Law Not Enough to Solve Brazil Kids’ Plight

    The United Nations Committee on Children’s Rights says that Brazil has made
    progress in protecting the rights of children and adolescents with appropriate
    legislation.

    The UN has just received a copy of a report on the situation of young people in Brazil, which was presented by Brazilian Minister Nilmário Miranda, head of the Special Secretariat of Human Rights.


    The report explains how Brazil continues to deal with the problems of quality education, sexual exploitation and youth crime.

    In 1990 Brazil signed the International Convention on Children’s Rights. Since then the country was supposed to present reports every five years. However, it is only now, after 14 years, that the first report was submitted to the UN committee.

    The report does not shy away from the country’s problems in this area. It relates the tragedy of early death for young boys and pregnancy for young girls.


    The document states that “although progress has been made, a significant number of young people continue to live in poverty in Brazil.”

    Minister Miranda explains that the problem cannot be resolved magically with laws.


    “Laws are not going to change reality. We need long-term public policies that involve all levels of government, the business community and families. This is something everyone has to want and be willing to work for,” said the Minister.


    Urgent Action Needed


    A report prepared by a network of 27 non-governmental organizations dedicated to defending the rights of children and adolescents indicates that, if specific policies are not adopted, Brazil will achieve only three of the eight goals set out in the document, A World for Children.

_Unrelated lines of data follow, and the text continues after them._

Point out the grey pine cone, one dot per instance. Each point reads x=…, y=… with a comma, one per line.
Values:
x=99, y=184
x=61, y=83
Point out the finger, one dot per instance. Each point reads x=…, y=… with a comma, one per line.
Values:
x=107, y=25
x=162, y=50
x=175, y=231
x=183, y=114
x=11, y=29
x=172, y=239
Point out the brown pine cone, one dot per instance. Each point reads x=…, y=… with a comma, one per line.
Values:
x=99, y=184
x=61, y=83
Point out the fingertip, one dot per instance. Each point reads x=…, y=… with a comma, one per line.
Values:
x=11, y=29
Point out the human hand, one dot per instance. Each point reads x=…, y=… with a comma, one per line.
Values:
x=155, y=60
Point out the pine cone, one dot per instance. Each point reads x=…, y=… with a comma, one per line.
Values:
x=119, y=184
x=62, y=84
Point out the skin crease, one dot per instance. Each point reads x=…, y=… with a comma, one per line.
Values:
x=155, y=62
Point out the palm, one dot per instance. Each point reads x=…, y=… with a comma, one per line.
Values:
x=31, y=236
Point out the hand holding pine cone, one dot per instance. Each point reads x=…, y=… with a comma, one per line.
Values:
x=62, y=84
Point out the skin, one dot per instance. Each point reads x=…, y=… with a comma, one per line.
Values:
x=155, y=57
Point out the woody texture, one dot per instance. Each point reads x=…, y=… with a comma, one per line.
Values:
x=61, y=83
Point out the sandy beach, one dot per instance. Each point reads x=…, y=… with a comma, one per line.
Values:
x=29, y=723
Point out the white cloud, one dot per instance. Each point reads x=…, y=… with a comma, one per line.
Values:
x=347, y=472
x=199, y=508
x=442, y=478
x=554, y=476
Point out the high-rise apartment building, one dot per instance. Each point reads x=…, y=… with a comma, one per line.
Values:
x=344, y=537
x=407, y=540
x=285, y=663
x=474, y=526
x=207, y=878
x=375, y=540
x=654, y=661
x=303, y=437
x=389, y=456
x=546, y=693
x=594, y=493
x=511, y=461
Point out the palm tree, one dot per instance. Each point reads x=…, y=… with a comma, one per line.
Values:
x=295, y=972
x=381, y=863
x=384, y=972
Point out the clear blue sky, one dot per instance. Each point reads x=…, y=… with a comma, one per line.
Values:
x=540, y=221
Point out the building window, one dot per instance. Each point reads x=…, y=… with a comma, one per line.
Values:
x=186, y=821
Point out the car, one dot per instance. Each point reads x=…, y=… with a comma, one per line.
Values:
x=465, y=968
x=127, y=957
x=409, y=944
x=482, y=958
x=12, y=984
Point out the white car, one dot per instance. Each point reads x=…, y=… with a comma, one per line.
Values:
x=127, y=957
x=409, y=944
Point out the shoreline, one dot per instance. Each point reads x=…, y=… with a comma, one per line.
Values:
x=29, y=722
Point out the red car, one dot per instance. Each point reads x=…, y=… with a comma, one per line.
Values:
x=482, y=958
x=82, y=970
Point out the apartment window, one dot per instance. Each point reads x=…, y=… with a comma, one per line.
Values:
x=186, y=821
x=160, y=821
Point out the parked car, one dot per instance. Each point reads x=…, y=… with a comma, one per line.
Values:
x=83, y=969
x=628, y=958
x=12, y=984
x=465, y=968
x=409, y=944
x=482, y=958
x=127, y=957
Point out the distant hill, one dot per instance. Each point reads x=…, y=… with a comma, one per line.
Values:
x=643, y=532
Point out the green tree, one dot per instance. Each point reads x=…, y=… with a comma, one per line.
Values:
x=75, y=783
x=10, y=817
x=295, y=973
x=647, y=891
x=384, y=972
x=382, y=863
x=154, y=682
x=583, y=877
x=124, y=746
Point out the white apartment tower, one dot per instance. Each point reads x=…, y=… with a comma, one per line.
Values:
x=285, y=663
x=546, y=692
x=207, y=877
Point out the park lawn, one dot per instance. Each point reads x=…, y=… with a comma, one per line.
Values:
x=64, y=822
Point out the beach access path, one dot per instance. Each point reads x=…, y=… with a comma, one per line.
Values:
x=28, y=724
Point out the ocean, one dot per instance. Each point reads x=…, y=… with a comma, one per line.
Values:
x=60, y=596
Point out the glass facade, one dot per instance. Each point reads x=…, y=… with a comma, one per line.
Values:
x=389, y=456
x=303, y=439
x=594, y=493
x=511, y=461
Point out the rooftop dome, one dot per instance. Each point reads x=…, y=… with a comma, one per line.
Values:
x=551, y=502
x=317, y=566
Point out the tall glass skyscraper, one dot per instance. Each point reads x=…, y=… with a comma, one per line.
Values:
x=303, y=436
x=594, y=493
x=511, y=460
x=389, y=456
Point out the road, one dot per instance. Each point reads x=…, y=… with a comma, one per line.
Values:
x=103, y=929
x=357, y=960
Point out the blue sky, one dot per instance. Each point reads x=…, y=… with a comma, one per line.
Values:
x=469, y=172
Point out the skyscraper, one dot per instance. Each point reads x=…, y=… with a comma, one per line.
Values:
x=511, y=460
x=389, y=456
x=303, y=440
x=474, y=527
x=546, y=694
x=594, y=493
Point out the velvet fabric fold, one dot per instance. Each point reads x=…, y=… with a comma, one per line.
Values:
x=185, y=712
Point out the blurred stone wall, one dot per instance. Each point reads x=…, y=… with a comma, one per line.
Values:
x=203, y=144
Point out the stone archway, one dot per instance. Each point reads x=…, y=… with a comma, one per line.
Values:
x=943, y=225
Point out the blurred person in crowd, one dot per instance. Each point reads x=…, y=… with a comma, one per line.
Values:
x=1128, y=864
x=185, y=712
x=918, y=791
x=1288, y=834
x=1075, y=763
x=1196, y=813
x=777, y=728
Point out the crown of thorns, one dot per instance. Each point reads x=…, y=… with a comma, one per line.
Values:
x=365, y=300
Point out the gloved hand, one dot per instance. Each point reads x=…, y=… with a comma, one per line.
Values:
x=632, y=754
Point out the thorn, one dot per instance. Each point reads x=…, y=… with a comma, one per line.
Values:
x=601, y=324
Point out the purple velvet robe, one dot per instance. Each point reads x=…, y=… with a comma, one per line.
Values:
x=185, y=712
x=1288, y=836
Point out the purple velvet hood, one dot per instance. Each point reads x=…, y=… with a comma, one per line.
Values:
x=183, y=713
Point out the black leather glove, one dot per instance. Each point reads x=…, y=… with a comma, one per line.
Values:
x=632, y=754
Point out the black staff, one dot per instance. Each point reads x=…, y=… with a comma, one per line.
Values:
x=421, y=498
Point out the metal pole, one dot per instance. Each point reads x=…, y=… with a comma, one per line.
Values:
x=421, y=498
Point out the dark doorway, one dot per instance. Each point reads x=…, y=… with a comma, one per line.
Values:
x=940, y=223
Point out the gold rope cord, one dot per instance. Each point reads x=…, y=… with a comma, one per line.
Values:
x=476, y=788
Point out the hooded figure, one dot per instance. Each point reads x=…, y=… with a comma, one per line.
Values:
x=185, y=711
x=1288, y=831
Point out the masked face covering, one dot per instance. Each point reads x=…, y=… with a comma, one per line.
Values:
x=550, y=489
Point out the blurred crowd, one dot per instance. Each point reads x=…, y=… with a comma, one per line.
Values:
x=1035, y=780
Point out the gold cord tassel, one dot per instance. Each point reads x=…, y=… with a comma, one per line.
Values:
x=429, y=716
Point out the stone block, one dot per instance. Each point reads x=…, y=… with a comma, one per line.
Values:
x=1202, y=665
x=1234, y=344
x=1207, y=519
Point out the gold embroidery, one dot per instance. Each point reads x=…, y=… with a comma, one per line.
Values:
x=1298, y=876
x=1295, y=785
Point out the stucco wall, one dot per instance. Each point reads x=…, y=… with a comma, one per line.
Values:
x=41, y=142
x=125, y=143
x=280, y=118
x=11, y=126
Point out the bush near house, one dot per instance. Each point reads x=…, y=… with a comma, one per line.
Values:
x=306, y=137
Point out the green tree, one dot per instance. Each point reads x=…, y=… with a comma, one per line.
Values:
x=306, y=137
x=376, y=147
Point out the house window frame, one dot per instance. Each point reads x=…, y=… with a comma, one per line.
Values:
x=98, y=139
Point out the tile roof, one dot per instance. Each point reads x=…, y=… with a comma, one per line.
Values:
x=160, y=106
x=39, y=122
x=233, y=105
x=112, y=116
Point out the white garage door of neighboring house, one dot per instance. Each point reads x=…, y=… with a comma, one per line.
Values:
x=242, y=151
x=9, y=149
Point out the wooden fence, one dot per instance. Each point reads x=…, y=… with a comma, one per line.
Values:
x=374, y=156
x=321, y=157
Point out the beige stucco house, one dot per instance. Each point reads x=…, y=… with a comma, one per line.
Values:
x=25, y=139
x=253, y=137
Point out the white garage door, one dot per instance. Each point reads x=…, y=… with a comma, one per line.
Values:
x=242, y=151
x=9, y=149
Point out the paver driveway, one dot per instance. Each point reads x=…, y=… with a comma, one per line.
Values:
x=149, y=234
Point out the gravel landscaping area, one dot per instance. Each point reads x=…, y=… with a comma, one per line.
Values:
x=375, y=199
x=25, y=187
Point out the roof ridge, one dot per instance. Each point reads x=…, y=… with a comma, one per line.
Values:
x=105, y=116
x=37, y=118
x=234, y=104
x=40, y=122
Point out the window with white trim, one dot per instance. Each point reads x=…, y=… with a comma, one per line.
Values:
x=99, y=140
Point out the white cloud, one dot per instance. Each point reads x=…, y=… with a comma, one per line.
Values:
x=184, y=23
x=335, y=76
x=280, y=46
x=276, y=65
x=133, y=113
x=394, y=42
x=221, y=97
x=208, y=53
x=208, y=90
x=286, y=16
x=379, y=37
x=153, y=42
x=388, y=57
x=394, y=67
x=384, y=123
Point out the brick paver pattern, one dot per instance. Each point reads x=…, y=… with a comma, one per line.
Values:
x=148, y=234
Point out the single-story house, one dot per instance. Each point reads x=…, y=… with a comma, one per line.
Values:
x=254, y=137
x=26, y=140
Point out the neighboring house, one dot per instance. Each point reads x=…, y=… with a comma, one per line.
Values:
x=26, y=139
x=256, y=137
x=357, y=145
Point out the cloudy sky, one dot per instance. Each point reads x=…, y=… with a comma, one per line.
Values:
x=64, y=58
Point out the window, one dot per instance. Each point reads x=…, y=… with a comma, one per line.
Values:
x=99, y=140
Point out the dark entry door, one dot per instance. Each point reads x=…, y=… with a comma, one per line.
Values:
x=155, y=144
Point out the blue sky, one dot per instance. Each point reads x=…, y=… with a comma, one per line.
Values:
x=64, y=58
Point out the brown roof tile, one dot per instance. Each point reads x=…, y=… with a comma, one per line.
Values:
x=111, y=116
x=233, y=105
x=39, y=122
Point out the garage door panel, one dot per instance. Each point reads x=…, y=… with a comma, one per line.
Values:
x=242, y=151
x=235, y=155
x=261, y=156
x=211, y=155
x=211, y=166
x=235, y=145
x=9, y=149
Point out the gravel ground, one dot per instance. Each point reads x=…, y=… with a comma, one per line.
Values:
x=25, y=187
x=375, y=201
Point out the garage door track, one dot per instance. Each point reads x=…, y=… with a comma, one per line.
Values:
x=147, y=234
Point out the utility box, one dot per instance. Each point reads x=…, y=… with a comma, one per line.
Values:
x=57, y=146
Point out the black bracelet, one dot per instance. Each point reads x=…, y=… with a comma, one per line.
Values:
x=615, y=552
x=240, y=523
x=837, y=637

    The document is an agreement signed by 189 countries, Brazil among them, on ways to improve the living conditions of boys and girls around the world.

    To reach these goals, President Luiz Inácio Lula da Silva launched the President, Child’s Friend plan in December, 2003. Based on indicators gathered for the period 1990-2002 and the investments that Lula’s government intends to make in the area of childhood and adolescence in coming years, the Child’s Friend Monitoring Network – comprising institutions such as the United Nations Childrens Fund (Unicef), the United Nations Education, Science, and Culture Organization (Unesco), the Abrinq Foundation, and the International Labor Organization (ILO) – drafted the report, A Brazil for Children, released last month.

    According to the report, the country will manage to decrease infant mortality to a third of its current level. It will also be possible, the document states, to reduce by two-thirds the number of homes without sewage and drinking water at accessible prices and halve the number of school-age children who are not enrolled.

    However, the report also points to the areas in which Brazil is not on the correct path. Among the goals that will probably not be met are the reduction of the maternal mortality rate to a third of what is now, improvement in the quality of education, and the reduction of malnutrition in children under five years old to a third of the current index.

    According to Minister Nilmário Miranda of the Special Secretariat of Human Rights, the government’s analysis of the report should appear by October. But the Minister vouched right off that the reality of economic growth and renewed job creation in the country is favorable to the achievement of more goals.